Meeting minutes: November 7, 2007

Meeting highlights: 
250 Plan, Student Strike, Discussion with MTA Higher Ed director
Meeting date: 
11/07/2007

MSP EXECUTIVE BOARD WEDNESDAY, NOVEMBER 7, 2007

Present: Banach, Barker, Brewer, Brigham, Freeman, Gencarella, Gore, Hemment, Ishii, Lovett, Luce, McDermott, Moffitt, Page, Paynter, Phillis, Sutherland

Staff: Reardon, Wulkan, Gallagher

Guests: Arthur Pippo (MTA Higher Ed. director), Malcolm Chu (SGA), Jeff Napolitano (GSS), Maria (SGA)Absent: Barrington, Danai, Ganz, Gubrium, Lawrence, Pfeiffer, Scharrer,

1. Minutes

MSP Board Minutes of October 10 were approved unanimously

2. 250 Plan

Max explained why MSP needs to reinvigorate our advocacy for the plan: 2 years in, when the net increase in tenure system faculty should be 100, it is only 20. The administration is still committed to the 250 Plan, but is not sufficiently addressing the loss of 40-50 faculty each year. They don’t know whether this level of attrition, or the current search yield, is normal. The administration also has not made a strong enough claim on the President’s office or the Legislature, so we need to bring this issue back to bargaining. [The Rutgers faculty union recently negotiated an increase of 100 faculty into their union contract.] Comments during discussion included:

** The administration claims departments can’t run enough searches at the same time.

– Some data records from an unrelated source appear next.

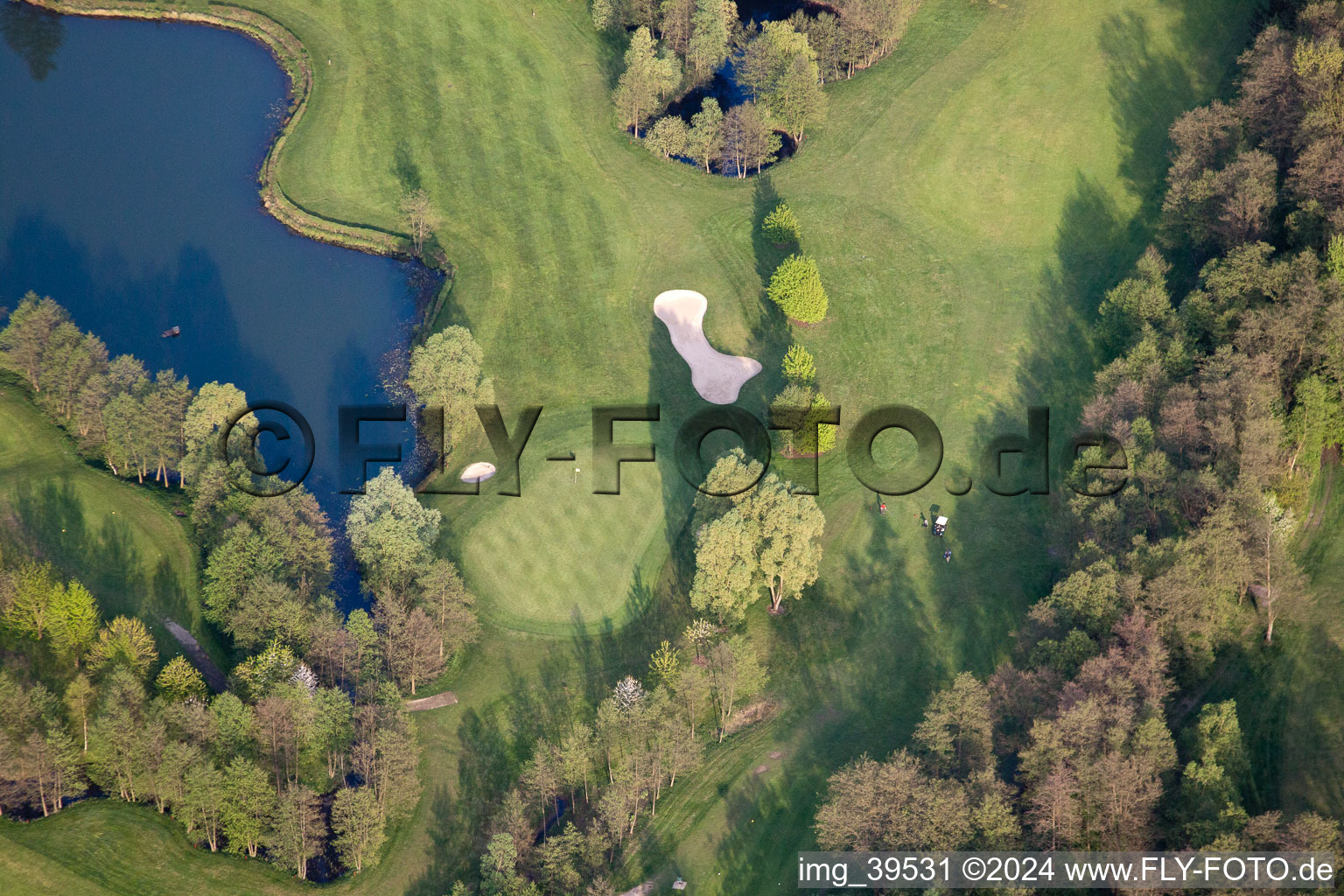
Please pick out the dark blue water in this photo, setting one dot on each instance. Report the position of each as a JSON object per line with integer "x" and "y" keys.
{"x": 128, "y": 192}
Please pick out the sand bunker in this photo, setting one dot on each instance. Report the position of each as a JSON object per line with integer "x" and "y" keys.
{"x": 718, "y": 378}
{"x": 478, "y": 472}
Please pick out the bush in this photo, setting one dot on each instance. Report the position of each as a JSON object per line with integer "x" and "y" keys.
{"x": 799, "y": 366}
{"x": 781, "y": 226}
{"x": 796, "y": 288}
{"x": 1335, "y": 258}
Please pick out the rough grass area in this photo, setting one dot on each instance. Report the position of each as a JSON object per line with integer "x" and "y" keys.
{"x": 968, "y": 202}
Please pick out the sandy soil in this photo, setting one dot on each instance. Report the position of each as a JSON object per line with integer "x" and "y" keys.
{"x": 717, "y": 376}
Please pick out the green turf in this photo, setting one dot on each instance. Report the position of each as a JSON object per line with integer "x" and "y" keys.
{"x": 120, "y": 540}
{"x": 968, "y": 202}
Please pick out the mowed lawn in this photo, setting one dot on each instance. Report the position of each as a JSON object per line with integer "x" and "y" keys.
{"x": 968, "y": 200}
{"x": 120, "y": 540}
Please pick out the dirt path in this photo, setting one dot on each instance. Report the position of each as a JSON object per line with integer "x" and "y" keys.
{"x": 200, "y": 659}
{"x": 445, "y": 699}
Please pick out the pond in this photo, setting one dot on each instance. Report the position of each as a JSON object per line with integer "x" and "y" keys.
{"x": 128, "y": 193}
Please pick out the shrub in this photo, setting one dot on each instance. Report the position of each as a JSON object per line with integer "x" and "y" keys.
{"x": 796, "y": 288}
{"x": 799, "y": 366}
{"x": 781, "y": 226}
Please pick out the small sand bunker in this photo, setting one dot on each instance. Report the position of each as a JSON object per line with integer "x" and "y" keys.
{"x": 478, "y": 472}
{"x": 718, "y": 378}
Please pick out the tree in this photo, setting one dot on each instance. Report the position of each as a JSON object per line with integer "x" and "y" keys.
{"x": 542, "y": 780}
{"x": 704, "y": 140}
{"x": 359, "y": 826}
{"x": 80, "y": 700}
{"x": 231, "y": 724}
{"x": 34, "y": 592}
{"x": 892, "y": 806}
{"x": 646, "y": 80}
{"x": 418, "y": 216}
{"x": 699, "y": 633}
{"x": 283, "y": 725}
{"x": 258, "y": 675}
{"x": 764, "y": 536}
{"x": 445, "y": 373}
{"x": 248, "y": 808}
{"x": 411, "y": 644}
{"x": 735, "y": 675}
{"x": 747, "y": 140}
{"x": 667, "y": 137}
{"x": 448, "y": 602}
{"x": 211, "y": 407}
{"x": 332, "y": 728}
{"x": 390, "y": 534}
{"x": 24, "y": 339}
{"x": 781, "y": 228}
{"x": 666, "y": 664}
{"x": 802, "y": 410}
{"x": 577, "y": 760}
{"x": 957, "y": 731}
{"x": 74, "y": 621}
{"x": 1281, "y": 580}
{"x": 605, "y": 15}
{"x": 205, "y": 803}
{"x": 707, "y": 49}
{"x": 298, "y": 830}
{"x": 179, "y": 680}
{"x": 124, "y": 642}
{"x": 796, "y": 288}
{"x": 164, "y": 407}
{"x": 796, "y": 97}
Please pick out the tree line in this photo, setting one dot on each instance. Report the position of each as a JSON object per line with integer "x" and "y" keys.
{"x": 311, "y": 750}
{"x": 592, "y": 777}
{"x": 1228, "y": 403}
{"x": 112, "y": 407}
{"x": 296, "y": 766}
{"x": 677, "y": 46}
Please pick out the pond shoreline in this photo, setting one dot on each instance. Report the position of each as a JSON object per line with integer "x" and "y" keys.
{"x": 292, "y": 57}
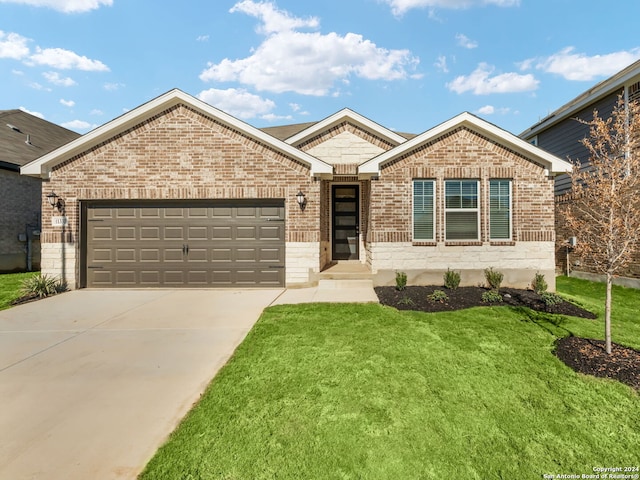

** The push to consolidate departments works against the 250 Plan

** There are not enough staff in departments when 500 people apply for 4-5 positions.

** With the 25 money coming a year in advance (used as set-up funds), what happens in the last year?

3. Department Meetings

Setting up department meetings has been going slowly. We want to go to all departments to discuss what we won in bargaining, details of implementation, and goals for the next contract. Some departments don’t meet in November or only once per semester.

4. Reports

a) MSP was recognized with a plaque at a reception at the School of Education in recognition of our donation of $60,000 for the Melanie Kasparian scholarship over the years. The money comes from payments by conscientious objectors in lieu of union dues.

b) PHENOM: The Higher Ed Summit was very successful. PHENOM will be working to pass the capital bond bill, influence the Readiness Project, and expand outreach and organizing. A report on Affordability was issued and this will be a big theme this year.

c) Readiness Project: 2 subcommittees dealing with Higher Ed. Max sits on the Public and Private Higher Education subcommittee. The main thing people want to talk about is Affordability; also collaboration and accountability. The debate is whether to recommend cost-free changes around the edges or to push for broader legislation in line with the Governor’s grander proposals. Arthur Pippo sits on the UMass and Public Higher Education subcommittee which is focusing mostly on governance issues. The discussion has been very preliminary so far. He doesn’t expect any change to the UMass Board of Trustees. The preliminary report seems to raise the question of a flagship campus, but Arthur says not to worry.

5. General Student Strike 11/15-11/16Students presented information and rationales about the 4 main issues: Fee rollbacks Funding and accountability for diversity Cops out of the dorms Student control over student space

The Board voted (15 in favor, 1 opposed, 1 abstaining) to disseminate information to members, to recommend that they sign the non-retaliation pledge, and to urge that they participate as they see fit. Discussions about the Chancellor Search and a possible Grievance Officer stipend were deferred to the next meeting

6. Presentation by Arthur Pippo, Director of MTA’s Higher Ed division

MTA now represents 20,000 members in public higher education in Massachusetts.  Leaders from different units will be meeting in a retreat November 30 to discuss upcoming contract negotiations and possible collaboration.There is a major need for more revenue for higher ed, including for financial aid. That is why MTA will again be working for passage of the Higher Ed funding bill which would add $400 million over 7 years.  MTA has also been pushing for a grassroots campaign to change the collective bargaining law (chapter 150E) so that contracts would get funded more quickly. A more modest idea, proposed by Sen. O’Leary, is that if there is to be a Secretary of Education, that s/he would be the conduit for submission of contracts to the Legislature. MTA is not opposed to this, and has been asked to help draft the legislation, but is not giving up on a more far-reaching change to 150E.Another issue is getting health insurance coverage for part-timers. A bill is still pending, but other avenues are also being explored.